Treatment discontinuation in couples consulting for male infertility after failing to conceive
Of the 1,345 couples who consulted for male factor infertility, 407 patients discontinued treatment principally due to painfulness of treatment and its ineffectiveness. Of these patients, 20% finally succeeded in having a child.
Marie Walschaerts, Ph.D., Louis Bujan, M.D., Ph.D., Jean Parinaud, M.D., Ph.D., Roger Mieusset, M.D., Ph.D., Patrick Thonneau, M.D., Ph.D.
Volume 99, Issue 5, Pages 1319-1323, April 2013
To evaluate rates and reasons for treatment discontinuation in couples with male infertility and who failed to conceive.
Male Sterility Center, University Hospital.
Four hundred seven couples consulting for male infertility and who discontinued treatment without conceiving.
Main Outcome Measure(s):
Treatment, reasons for dropout, and reproductive outcomes after discontinuation.

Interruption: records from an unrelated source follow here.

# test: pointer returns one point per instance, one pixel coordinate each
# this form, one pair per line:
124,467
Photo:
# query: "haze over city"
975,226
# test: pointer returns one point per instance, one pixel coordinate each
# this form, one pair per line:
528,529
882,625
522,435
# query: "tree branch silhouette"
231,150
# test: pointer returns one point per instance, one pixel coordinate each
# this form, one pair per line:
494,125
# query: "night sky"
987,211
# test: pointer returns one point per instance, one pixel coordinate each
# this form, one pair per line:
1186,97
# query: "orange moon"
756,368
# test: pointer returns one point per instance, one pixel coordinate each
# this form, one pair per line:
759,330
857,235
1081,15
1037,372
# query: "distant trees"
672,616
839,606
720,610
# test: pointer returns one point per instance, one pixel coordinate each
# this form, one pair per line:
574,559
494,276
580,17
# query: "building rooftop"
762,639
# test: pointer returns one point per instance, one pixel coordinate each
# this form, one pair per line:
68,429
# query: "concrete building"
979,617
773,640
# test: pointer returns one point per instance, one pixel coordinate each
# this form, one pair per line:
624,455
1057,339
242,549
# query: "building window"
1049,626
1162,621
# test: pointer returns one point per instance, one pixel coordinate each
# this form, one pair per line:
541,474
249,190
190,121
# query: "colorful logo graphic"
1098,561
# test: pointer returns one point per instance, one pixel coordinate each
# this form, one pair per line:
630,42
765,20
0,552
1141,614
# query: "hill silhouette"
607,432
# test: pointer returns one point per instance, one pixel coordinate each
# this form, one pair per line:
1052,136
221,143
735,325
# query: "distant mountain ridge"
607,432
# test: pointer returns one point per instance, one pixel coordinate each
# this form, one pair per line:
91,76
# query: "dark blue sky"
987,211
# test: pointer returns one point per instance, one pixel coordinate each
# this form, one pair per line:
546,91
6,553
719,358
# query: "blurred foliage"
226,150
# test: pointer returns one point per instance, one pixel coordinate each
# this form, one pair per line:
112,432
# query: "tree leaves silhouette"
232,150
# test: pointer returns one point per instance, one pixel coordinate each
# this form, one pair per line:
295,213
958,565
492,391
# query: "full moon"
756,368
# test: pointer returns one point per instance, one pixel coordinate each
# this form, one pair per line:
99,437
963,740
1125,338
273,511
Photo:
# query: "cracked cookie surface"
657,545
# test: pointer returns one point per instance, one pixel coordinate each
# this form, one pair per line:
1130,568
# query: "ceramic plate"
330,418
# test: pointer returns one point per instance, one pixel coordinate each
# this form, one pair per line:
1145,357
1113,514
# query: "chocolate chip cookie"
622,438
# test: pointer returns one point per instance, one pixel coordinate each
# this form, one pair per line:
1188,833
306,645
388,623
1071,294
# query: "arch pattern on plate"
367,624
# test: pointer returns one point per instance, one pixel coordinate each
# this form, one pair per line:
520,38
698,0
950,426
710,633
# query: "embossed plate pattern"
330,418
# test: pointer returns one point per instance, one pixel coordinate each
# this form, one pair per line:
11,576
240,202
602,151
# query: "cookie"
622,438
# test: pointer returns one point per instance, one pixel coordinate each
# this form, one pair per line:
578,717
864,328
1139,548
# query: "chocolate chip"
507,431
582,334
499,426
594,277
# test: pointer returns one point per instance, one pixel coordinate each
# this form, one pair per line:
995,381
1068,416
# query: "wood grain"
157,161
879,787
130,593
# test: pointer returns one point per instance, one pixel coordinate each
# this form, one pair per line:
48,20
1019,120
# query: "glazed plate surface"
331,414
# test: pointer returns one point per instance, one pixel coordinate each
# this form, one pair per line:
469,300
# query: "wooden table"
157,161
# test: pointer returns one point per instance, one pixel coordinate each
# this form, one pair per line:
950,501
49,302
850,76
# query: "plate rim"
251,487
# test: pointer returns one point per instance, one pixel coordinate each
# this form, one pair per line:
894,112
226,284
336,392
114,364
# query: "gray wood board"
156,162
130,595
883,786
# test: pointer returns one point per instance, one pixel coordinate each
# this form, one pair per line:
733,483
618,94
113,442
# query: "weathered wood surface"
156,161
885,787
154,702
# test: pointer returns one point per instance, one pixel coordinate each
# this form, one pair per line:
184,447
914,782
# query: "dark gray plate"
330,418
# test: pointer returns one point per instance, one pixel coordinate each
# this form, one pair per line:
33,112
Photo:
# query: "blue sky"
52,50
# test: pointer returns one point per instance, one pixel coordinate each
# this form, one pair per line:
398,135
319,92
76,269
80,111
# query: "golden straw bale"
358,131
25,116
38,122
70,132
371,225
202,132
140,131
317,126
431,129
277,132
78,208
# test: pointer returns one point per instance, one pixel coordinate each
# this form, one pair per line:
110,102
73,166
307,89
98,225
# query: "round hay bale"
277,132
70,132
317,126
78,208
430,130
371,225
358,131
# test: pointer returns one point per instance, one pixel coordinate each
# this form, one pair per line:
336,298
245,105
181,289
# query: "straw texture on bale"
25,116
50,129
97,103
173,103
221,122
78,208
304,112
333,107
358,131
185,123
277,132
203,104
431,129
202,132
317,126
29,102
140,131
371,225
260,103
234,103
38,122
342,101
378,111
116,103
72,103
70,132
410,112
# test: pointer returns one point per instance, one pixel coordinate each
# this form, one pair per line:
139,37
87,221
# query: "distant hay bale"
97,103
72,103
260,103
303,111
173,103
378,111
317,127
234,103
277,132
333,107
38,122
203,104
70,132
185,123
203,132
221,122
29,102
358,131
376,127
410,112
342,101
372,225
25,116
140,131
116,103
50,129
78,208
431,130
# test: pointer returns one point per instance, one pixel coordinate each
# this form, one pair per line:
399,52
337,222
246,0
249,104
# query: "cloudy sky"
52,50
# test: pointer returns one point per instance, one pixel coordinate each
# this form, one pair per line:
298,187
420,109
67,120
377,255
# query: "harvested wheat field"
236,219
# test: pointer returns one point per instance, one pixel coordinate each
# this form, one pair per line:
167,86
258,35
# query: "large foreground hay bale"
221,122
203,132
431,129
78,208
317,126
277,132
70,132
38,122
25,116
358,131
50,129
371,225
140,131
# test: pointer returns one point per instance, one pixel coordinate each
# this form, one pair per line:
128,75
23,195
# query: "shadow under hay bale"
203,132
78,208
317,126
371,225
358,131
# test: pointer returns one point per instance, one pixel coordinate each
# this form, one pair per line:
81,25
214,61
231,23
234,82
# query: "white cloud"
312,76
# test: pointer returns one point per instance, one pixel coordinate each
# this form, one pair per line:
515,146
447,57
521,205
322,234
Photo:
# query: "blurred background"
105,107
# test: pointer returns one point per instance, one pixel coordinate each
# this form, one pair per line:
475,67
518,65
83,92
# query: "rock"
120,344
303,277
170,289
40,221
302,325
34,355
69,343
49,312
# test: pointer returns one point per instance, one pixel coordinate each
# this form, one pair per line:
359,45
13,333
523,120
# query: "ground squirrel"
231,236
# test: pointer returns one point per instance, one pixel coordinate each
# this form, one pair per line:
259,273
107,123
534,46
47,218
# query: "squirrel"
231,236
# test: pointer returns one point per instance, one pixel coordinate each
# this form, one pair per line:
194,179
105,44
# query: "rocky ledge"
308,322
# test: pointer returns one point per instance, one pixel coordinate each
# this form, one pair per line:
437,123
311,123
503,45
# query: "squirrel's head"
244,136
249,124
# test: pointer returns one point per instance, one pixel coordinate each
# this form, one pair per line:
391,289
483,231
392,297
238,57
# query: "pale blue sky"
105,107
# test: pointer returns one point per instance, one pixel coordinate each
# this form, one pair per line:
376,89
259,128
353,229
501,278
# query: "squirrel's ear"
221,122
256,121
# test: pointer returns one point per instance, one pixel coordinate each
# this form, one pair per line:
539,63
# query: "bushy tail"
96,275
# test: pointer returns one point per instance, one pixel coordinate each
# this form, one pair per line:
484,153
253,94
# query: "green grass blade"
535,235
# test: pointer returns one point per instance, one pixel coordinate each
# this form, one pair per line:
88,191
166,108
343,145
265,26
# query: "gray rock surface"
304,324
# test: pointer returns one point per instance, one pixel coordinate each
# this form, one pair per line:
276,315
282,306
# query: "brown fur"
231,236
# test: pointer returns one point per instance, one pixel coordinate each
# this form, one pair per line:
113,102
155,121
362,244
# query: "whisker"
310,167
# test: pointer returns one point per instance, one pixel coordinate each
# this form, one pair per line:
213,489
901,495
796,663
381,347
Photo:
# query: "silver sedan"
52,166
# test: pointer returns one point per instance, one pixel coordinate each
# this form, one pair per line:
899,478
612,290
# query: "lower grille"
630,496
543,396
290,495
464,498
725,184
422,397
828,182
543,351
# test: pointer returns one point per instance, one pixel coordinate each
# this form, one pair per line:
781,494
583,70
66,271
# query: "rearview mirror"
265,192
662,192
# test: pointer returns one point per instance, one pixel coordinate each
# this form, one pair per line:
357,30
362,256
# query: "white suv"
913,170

Of the 407 patients, 218 (54%) had had fertility treatment (medical or surgical), and 189 (46%) had ART (intrauterine insemination (IUI), in vitro fertilization (IVF) or intracytoplasmic sperm injection (ICSI)). The main reasons for dropout were painfulness of treatment (15% for patients with non-ART treatment vs. 32% for patients who had had ART), its ineffectiveness (12% vs. 26%), and separation of the couple (18% vs. 7%). Of the 407 patients, 27% consulted in another fertility center, 8% succeeded in having a child by ART treatment with male partner sperm, 1% by ART with donor sperm, and 11% through adoption.
About half of couples consulting for male infertility discontinued fertility treatment, and of those who discontinued only a fifth finally succeeded in having a child. Although support is available to couples during fertility care, ART procedures are a physical and psychological burden.